Tuesday, April 30, 2019

IWSG: Let It Go



Time for another posting with the Insecure Writer’s Support Group, where writers can share their insecurities and encourage one another. IWSG was founded by Alex J. Cavanaugh and we share our posts the first Wednesday of the month.

Let me be honest for few minutes here. Aside from messages to friends, the only writings I have done lately have been prayers. They are usually passionate, sincere, and from the heart. I have edited and shared some of my prayers publically, but a lot of them are only between myself and God. That being said, I sometimes feel this guilt about not writing enough shareable content. Yet, the more I think about it, the more I realize that this is not something I should be feeling guilty about. There are different seasons in life, and I am not currently in a season to focus on my writing. I am finally ready to accept the fact that I am not and probably will not become a career writer. Writing will always be a part of my life, but it is not the center of my life.

Going through the KonMari process with my belongings has taught me that sometimes it is best to let something go. I guess my point is that I feel that it is time for me to stop blogging with the IWSG. I will remain in the IWSG Facebook group and I might still participate in some of the Instagram posts. I will also be taking a break from blogging for the summer, unless I come up with a story for the June WEP Challenge. It is hard to say goodbye, but it’s really only a “soft” goodbye. I would like to thank the members of this group (and other bloggers who are not in IWSG) for being supportive and kind to me, even in the times when I did not return your visits. I really enjoyed my experience with the IWSG, with the various types of writing that I tried out, and all the encouragement and advice. I still plan to utilize some of the writing methods I’ve learned through this group.

When I return, I plan to take this blog back to its roots. I started off with devotional posts and life lessons, and that is what I hope to start again. For the summer, if there are any updates on my writing, you can find them on my Facebook page. And if you want to keep up with some of my other life adventures, I check and post to my Instagram fairly regularly.

Thanks for all your support!


Wednesday, April 3, 2019

IWSG: Slow and Steady


Time for another posting with the Insecure Writer’s Support Group, where writers can share their insecurities and encourage one another. IWSG was founded by Alex J. Cavanaugh and we share our posts the first Wednesday of the month.

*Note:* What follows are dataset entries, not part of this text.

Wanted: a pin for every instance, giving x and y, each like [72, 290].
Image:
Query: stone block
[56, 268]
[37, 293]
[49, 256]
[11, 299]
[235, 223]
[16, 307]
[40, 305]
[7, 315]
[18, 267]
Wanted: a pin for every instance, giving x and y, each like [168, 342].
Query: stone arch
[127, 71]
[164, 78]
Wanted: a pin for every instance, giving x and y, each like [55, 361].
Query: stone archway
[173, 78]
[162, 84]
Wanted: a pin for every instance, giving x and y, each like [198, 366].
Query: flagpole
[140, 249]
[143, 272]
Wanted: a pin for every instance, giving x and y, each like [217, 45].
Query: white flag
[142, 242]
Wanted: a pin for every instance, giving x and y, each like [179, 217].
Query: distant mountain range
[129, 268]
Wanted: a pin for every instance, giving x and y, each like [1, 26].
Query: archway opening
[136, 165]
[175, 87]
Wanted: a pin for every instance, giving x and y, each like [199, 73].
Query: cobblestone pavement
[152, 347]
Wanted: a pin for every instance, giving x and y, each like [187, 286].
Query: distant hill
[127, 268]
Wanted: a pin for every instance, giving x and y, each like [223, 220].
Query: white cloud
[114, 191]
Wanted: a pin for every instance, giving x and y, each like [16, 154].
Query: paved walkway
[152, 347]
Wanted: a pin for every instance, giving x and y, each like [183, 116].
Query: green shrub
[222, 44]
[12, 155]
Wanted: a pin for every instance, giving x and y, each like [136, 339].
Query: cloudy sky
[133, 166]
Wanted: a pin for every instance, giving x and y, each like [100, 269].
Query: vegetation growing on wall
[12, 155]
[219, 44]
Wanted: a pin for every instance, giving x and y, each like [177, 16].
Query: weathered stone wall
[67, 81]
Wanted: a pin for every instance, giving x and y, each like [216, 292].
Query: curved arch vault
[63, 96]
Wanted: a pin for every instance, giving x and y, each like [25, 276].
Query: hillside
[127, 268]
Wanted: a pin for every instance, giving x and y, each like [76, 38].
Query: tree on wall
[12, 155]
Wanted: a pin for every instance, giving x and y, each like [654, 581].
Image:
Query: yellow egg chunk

The question this month is: If you could use a wish to help you write just one scene/chapter of your book, which one would it be? It’s not in a book (maybe it could become one someday), but there is a scene in my fantasy short story I occasionally dabble with. I have the scene building up to the climax, but I cannot seem to find a way I like to move from the climax to the conclusion. Ironically, it’s rather anticlimactic. I cannot tell if the excitement of the event died down too quickly, or if I drag out explanations too long before the end. If that bit would suddenly work itself out, that would be great!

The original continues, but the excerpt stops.